Let $L$ be the Heisenberg algebra with basis $f, g, z$ such that $[f,g]=z$ and $z$ is central. Show that $L$ does not have a faithful finite-dimensional irreducible representation.
The proof, as far as I know, uses Schur's lemma (more precisely a lemma following from it). These are given in the same book as the following.
Schur's lemma:
Let $L$ be a complex Lie algebra and let $S$ be a finite-dimensional irreducible $L$-module. A map $\theta:S\to S$ is an $L$-module homomorphism if and only if $\theta$ is a scalar multiple of the identity transformation; that is, $\theta = \lambda 1_S$ for some $\lambda\in\mathbb{C}$.
Lemma 7.14:
Let $L$ be a complex Lie algebra and let $V$ be an irreducible $L$-module. If $z\in Z(L)$, then $z$ acts by scalar multiplication on $V$; that is, there is some $\lambda\in\mathbb{C}$ such that $z\cdot v = \lambda v$ for all $v\in V$.

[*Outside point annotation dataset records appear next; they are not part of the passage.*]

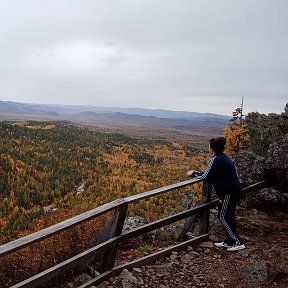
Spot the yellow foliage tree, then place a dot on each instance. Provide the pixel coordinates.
(236, 137)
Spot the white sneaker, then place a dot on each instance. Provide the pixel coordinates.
(236, 248)
(222, 245)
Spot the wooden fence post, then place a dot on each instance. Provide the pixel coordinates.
(116, 227)
(204, 216)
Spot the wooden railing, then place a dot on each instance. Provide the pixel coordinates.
(112, 235)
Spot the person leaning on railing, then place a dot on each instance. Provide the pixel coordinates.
(222, 173)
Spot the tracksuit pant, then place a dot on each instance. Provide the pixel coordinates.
(226, 215)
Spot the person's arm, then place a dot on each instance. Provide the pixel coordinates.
(202, 175)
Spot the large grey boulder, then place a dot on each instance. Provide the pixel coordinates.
(276, 164)
(250, 167)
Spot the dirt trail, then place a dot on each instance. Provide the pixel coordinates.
(265, 260)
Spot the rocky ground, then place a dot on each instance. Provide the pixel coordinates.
(264, 263)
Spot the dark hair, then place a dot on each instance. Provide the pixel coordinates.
(218, 144)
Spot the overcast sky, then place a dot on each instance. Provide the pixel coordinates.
(185, 55)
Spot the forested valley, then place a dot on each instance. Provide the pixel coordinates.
(52, 171)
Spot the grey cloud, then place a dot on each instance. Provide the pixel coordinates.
(168, 54)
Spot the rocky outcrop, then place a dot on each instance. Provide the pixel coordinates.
(253, 168)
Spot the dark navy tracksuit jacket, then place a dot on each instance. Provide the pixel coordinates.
(221, 172)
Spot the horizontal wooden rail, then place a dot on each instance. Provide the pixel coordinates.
(71, 222)
(161, 190)
(79, 259)
(168, 220)
(261, 184)
(57, 228)
(88, 254)
(145, 260)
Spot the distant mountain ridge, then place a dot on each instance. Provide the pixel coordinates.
(116, 117)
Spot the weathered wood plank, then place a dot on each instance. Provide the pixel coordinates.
(161, 190)
(204, 217)
(258, 185)
(168, 220)
(145, 260)
(110, 256)
(59, 227)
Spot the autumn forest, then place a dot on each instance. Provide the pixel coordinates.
(52, 171)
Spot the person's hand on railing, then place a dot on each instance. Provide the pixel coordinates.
(191, 173)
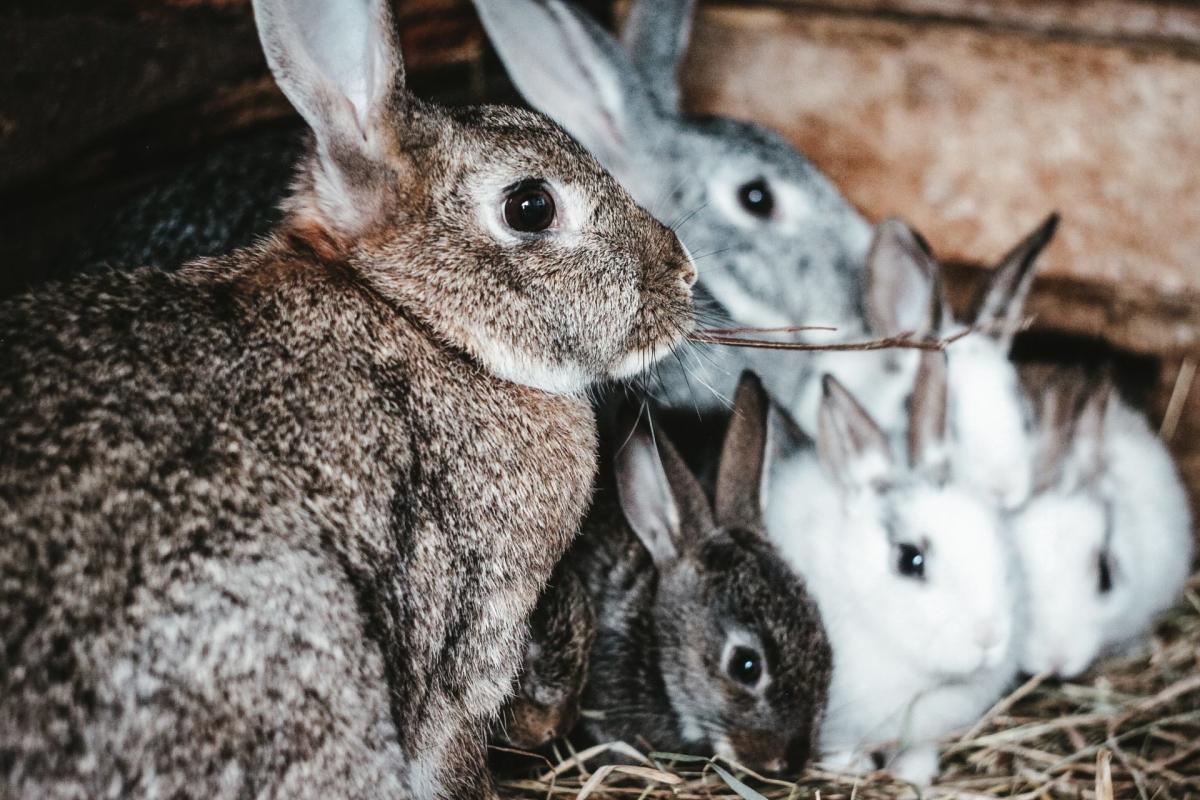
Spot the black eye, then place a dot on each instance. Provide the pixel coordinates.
(1105, 573)
(745, 666)
(529, 208)
(911, 563)
(756, 198)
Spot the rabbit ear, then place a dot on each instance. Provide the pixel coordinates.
(660, 498)
(853, 450)
(928, 416)
(904, 283)
(655, 36)
(339, 64)
(1001, 302)
(574, 71)
(1087, 456)
(741, 471)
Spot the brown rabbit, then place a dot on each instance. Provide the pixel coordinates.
(706, 639)
(271, 525)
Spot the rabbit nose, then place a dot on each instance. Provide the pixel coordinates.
(688, 271)
(689, 274)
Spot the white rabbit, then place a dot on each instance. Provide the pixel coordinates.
(990, 432)
(912, 573)
(1107, 541)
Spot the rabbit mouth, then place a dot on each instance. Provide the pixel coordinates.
(642, 359)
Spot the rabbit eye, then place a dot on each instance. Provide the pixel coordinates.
(911, 561)
(756, 198)
(1105, 565)
(745, 666)
(529, 208)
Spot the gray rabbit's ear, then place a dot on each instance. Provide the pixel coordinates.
(660, 498)
(904, 283)
(852, 447)
(1001, 302)
(655, 36)
(339, 64)
(1087, 459)
(928, 415)
(574, 71)
(741, 483)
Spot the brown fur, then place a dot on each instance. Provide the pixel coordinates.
(271, 525)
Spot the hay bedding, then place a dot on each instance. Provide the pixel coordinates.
(1128, 728)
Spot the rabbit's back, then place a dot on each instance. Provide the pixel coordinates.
(227, 534)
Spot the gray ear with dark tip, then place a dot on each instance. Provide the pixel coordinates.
(904, 283)
(929, 414)
(340, 65)
(741, 473)
(852, 447)
(574, 71)
(1001, 302)
(655, 36)
(660, 498)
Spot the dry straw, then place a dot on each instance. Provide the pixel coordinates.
(1129, 728)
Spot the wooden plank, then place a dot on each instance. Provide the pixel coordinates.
(1149, 20)
(975, 133)
(89, 84)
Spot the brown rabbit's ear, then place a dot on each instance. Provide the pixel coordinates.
(1001, 301)
(741, 473)
(655, 36)
(852, 447)
(340, 65)
(928, 414)
(660, 498)
(904, 283)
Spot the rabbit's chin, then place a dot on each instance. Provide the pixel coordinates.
(639, 361)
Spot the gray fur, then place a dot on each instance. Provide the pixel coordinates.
(273, 524)
(799, 268)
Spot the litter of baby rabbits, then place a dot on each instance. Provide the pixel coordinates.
(1128, 728)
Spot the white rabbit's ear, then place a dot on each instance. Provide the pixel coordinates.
(655, 36)
(904, 283)
(741, 473)
(339, 62)
(1001, 302)
(928, 415)
(574, 71)
(852, 447)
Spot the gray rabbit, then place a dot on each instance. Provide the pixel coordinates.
(774, 240)
(706, 642)
(273, 523)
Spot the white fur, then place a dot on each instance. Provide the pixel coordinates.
(1061, 531)
(991, 447)
(912, 660)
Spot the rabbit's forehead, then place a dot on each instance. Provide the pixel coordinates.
(947, 517)
(501, 139)
(1057, 521)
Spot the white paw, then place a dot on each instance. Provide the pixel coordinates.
(917, 765)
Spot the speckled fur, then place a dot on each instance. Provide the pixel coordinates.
(273, 524)
(655, 673)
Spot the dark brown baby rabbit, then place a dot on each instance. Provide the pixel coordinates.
(562, 631)
(271, 525)
(707, 642)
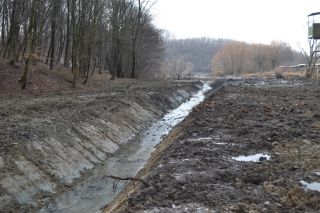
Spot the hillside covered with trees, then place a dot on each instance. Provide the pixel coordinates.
(204, 56)
(86, 36)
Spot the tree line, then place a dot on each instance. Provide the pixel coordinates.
(186, 57)
(239, 57)
(86, 36)
(202, 56)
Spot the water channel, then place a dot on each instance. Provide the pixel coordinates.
(94, 193)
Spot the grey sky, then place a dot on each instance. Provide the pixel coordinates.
(258, 21)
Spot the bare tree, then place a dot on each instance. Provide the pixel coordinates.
(312, 56)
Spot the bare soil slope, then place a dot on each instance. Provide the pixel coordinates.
(51, 139)
(199, 173)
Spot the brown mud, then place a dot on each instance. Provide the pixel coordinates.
(51, 141)
(198, 171)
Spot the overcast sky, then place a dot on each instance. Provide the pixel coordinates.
(253, 21)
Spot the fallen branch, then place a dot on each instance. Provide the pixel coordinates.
(118, 179)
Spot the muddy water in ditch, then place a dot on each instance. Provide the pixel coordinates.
(94, 193)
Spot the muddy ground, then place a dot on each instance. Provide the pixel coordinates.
(51, 140)
(198, 172)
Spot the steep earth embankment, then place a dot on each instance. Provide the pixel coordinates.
(50, 142)
(253, 146)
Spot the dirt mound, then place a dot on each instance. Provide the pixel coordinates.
(50, 142)
(201, 171)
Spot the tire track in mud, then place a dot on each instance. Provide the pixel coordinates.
(196, 169)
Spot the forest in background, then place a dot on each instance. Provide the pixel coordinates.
(204, 56)
(117, 38)
(86, 36)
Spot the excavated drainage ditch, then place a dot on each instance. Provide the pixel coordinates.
(94, 193)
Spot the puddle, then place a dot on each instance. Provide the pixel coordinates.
(253, 158)
(94, 193)
(315, 186)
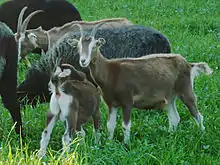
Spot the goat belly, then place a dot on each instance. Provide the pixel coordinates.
(64, 102)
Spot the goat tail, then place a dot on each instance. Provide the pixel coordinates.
(197, 68)
(2, 66)
(200, 67)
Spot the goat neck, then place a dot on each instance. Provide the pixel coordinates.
(98, 67)
(43, 38)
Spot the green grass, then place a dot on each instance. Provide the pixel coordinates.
(193, 29)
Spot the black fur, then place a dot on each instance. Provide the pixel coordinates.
(52, 15)
(8, 81)
(132, 41)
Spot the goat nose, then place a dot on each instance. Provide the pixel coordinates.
(83, 60)
(53, 79)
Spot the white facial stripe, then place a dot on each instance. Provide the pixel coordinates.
(58, 70)
(33, 38)
(65, 73)
(20, 40)
(88, 56)
(111, 124)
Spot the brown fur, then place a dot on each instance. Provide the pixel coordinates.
(149, 82)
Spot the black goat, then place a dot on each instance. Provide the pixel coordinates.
(9, 12)
(8, 74)
(130, 41)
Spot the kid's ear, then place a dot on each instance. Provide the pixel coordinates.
(32, 37)
(100, 42)
(73, 42)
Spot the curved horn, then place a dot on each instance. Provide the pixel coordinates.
(94, 30)
(27, 20)
(20, 17)
(81, 29)
(68, 65)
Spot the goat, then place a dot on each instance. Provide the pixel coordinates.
(8, 74)
(148, 82)
(51, 16)
(44, 39)
(74, 100)
(10, 10)
(135, 40)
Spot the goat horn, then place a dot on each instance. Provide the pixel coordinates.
(27, 20)
(20, 17)
(80, 27)
(94, 30)
(69, 65)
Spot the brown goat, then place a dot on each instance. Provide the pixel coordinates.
(74, 100)
(28, 40)
(149, 82)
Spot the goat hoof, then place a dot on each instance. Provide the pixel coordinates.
(41, 154)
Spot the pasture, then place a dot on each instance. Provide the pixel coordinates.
(193, 29)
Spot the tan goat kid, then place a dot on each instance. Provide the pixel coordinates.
(74, 100)
(152, 81)
(28, 40)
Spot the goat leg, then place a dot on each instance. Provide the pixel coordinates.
(45, 137)
(111, 123)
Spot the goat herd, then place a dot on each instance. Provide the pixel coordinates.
(128, 65)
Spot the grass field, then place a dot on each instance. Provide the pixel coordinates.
(193, 29)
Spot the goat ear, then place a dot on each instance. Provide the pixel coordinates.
(100, 42)
(32, 37)
(73, 42)
(65, 73)
(43, 52)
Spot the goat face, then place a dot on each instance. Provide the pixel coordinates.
(87, 46)
(63, 73)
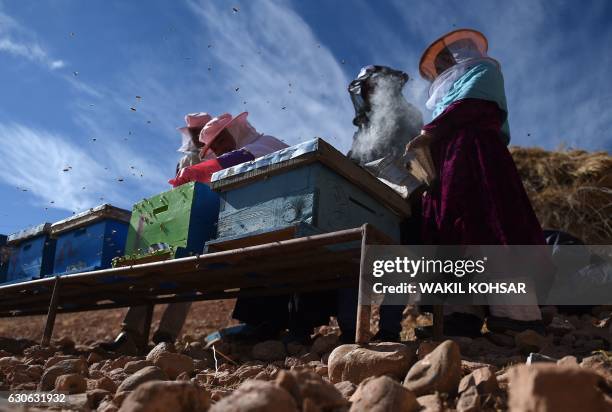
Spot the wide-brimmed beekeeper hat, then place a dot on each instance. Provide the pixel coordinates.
(213, 128)
(427, 66)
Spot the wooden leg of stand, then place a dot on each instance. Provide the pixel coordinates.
(46, 339)
(147, 328)
(364, 309)
(438, 320)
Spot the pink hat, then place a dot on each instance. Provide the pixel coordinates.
(195, 120)
(212, 129)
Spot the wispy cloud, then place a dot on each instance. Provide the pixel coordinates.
(53, 169)
(21, 42)
(62, 174)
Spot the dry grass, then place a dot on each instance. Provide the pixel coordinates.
(570, 190)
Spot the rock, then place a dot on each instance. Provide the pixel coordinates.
(438, 371)
(548, 387)
(149, 373)
(483, 379)
(539, 358)
(72, 383)
(172, 363)
(117, 375)
(135, 366)
(469, 367)
(54, 360)
(161, 347)
(382, 394)
(324, 343)
(560, 327)
(270, 350)
(94, 357)
(95, 397)
(63, 367)
(355, 363)
(119, 362)
(568, 361)
(346, 388)
(296, 349)
(431, 403)
(9, 362)
(425, 348)
(256, 396)
(104, 383)
(529, 341)
(249, 371)
(197, 351)
(469, 401)
(159, 396)
(600, 364)
(309, 388)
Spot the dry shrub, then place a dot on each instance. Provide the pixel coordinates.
(570, 190)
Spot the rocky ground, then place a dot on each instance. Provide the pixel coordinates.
(573, 369)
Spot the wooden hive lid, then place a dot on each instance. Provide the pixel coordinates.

My question is: what happens if the base field of the Heisenberg algebra is not $\mathbb{C}$? Can we, say for example, still claim the same result for $\mathbb{R}$, or fields of non-zero characteristic?
I apologise if it's a dumb question. But thanks in advance!
Remark: Another MSE-question with the same question is here:
Representation of Heisenberg Algebra
Schur's Lemma need not be true for the real numbers. Consider the irreducible representation of the $1$-dimensional real Lie algebra $L=\mathbb{R}$ in the $2$-dimensional real vector space $V=\mathbb{C}$, where $\lambda\in L$ acts as multiplication with $\lambda i$. Then ${\rm End}_L(V)=\mathbb{C}\cdot id\neq \mathbb{R}\cdot id$.